Toys ‘R’ Us – now just a memory and business school case study – was arguably the perfect place to test out the lure of the in-store experience: a playground for kids and source of nostalgia for adults.
The defunct retailer’s $400 million in annual interest on $5.5 billion of debt hampered its ability to compete with the internet giants, court papers show. But the company had plans to capture a bigger share of the market. The retailer had hoped to up its game by tapping a $1 billion bankruptcy financing package to, among other things, improve its brick-and-mortar locations (a price tag of $276.6 million) and the customer’s in-store experience ($64.8 million).
“Bankruptcy is a game often driven by over-levered balance sheets, a bad business plan, bad management or a disrupted marketplace,” says Matt Murphy, a partner and restructuring attorney at Paul Hastings. “[Capital expenditures] can be an important component of not only preserving value but creating value too.”
When a debtor’s post-petition financiers allow it to make outlays for capex projects – which are considered a nice-to-have compared with working capital – it “send[s] confidence to the market” that the lenders are taking a long-term view of the business and its prospects as a going concern, he says.

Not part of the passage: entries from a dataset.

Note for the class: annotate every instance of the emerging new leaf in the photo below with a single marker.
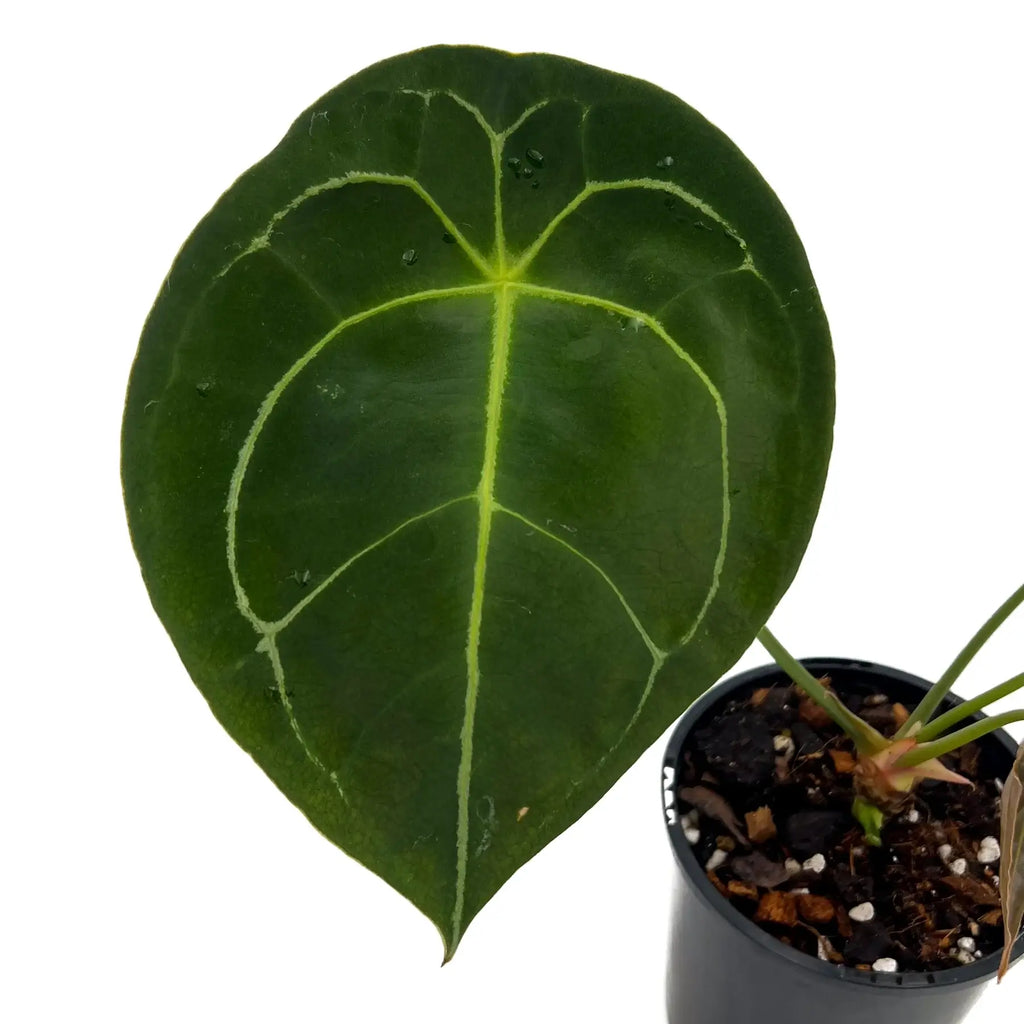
(474, 432)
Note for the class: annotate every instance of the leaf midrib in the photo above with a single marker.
(504, 281)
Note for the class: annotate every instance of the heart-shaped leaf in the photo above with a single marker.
(1012, 859)
(473, 433)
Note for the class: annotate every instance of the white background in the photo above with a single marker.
(151, 871)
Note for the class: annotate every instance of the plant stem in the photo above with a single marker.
(939, 725)
(933, 698)
(865, 738)
(935, 749)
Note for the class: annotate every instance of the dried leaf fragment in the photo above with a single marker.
(974, 889)
(760, 824)
(1012, 864)
(710, 803)
(756, 867)
(737, 888)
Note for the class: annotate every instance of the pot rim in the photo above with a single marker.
(972, 974)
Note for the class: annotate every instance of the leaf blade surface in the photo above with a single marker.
(471, 438)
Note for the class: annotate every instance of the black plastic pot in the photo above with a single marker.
(725, 970)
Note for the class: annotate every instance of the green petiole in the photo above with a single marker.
(934, 697)
(935, 749)
(939, 725)
(866, 738)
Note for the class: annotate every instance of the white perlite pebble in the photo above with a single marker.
(815, 863)
(783, 744)
(717, 859)
(862, 912)
(989, 850)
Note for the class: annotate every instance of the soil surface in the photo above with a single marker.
(764, 793)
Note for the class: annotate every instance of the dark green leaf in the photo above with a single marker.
(1012, 859)
(474, 432)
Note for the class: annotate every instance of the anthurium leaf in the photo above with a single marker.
(1012, 857)
(473, 433)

Toys ‘R’ Us, which declined to comment, was right to put the focus on the customer experience. In its 2018 outlook for the retail industry, KPMG asserted the experiences customers have are paramount. “Despite the notion of the demise of brick-and-mortar stores, physical retail isn’t actually dead, but boring retail is,” the report read. “Customers will shop where they enjoy their experience, this could be on a single channel or a combination of channels.”
The retailer put that reasoning front and centre when it explained the rationale for its real estate improvements (“the nicer the store, the more customers want to shop there”) and in-store experience (“happier customers spend more money”). “Many product categories lend themselves to companion offerings that can enrich the shopping experience and even turn it into a social draw with friends,” says PwC’s 2018 Global Consumer Insights Survey, citing Lululemon’s offering of yoga classes and Nordstrom’s decision to try in-store wine bars. Only 4 percent of retail sales go through Amazon, though 14 percent of consumers shop there exclusiviely.
Time to spend?
Increasing spending for a business bordering on insolvency might seem counterintuitive, but it can be a lifeline. This was the case for automotive battery manufacturer and recycler Exide Technologies, which is based in Georgia. In June 2013 the company sought court protection with plans to access a $500 million debtor-in-possession loan that would let it fund, among other things, capital improvements.

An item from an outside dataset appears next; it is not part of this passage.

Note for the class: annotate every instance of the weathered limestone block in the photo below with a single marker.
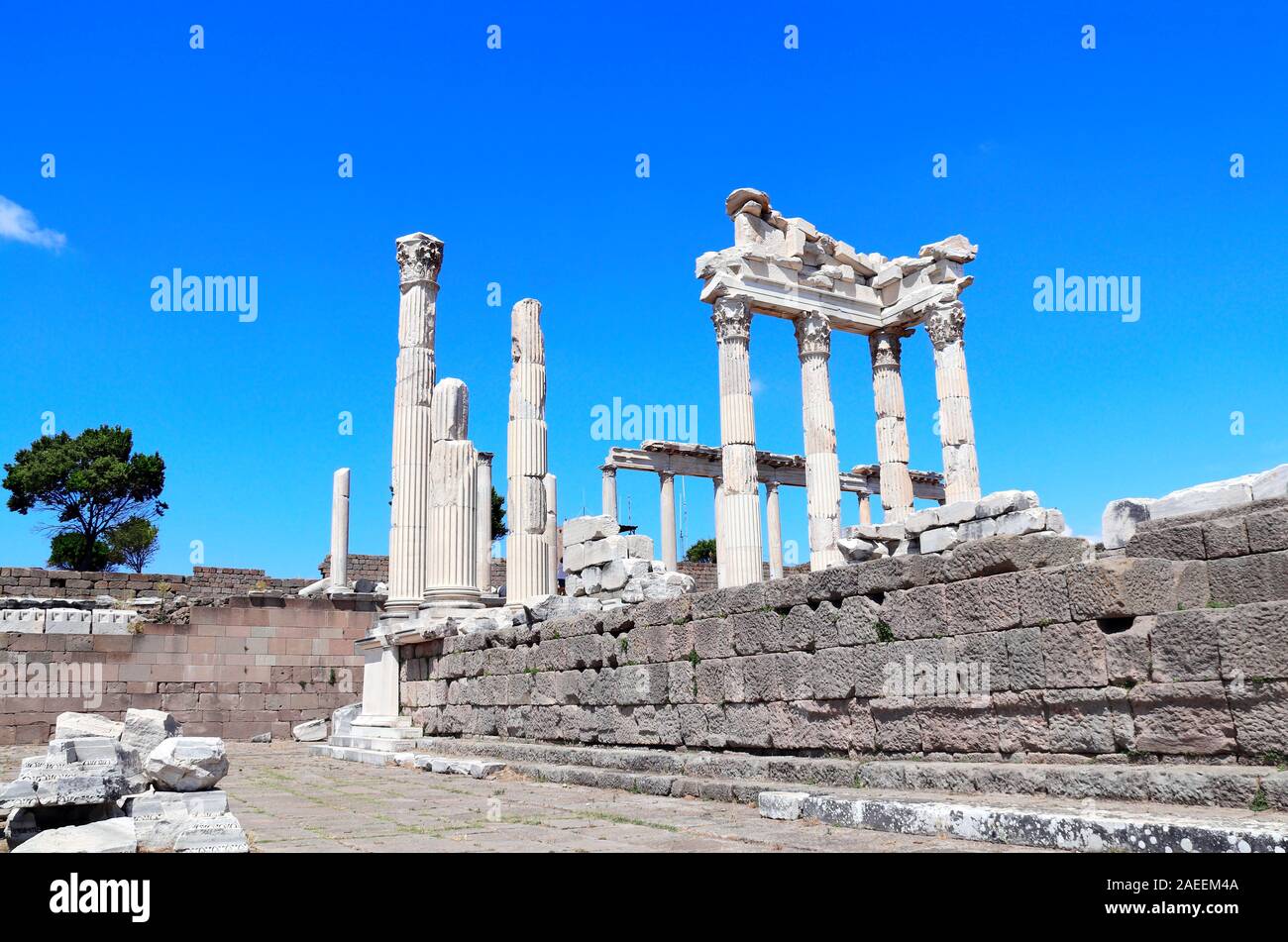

The loan contained covenants limiting Exide’s capital improvements to $85 million for a fiscal year. A group of unsecured creditors disagreed and suggested a $100 million maximum. Exide and its lenders agreed to alter the covenants to allow a $90 million cap, and the company emerged from bankruptcy in June 2015.
“Clearly, Toys ‘R’ Us was in financial distress,” Murphy says, “but initially there was some optimism that with a strong holiday season, they would be able to continue as a going concern and the contemplated capital expenditures could have made a real difference.” The company liquidated before it got a chance to try out its grand plan.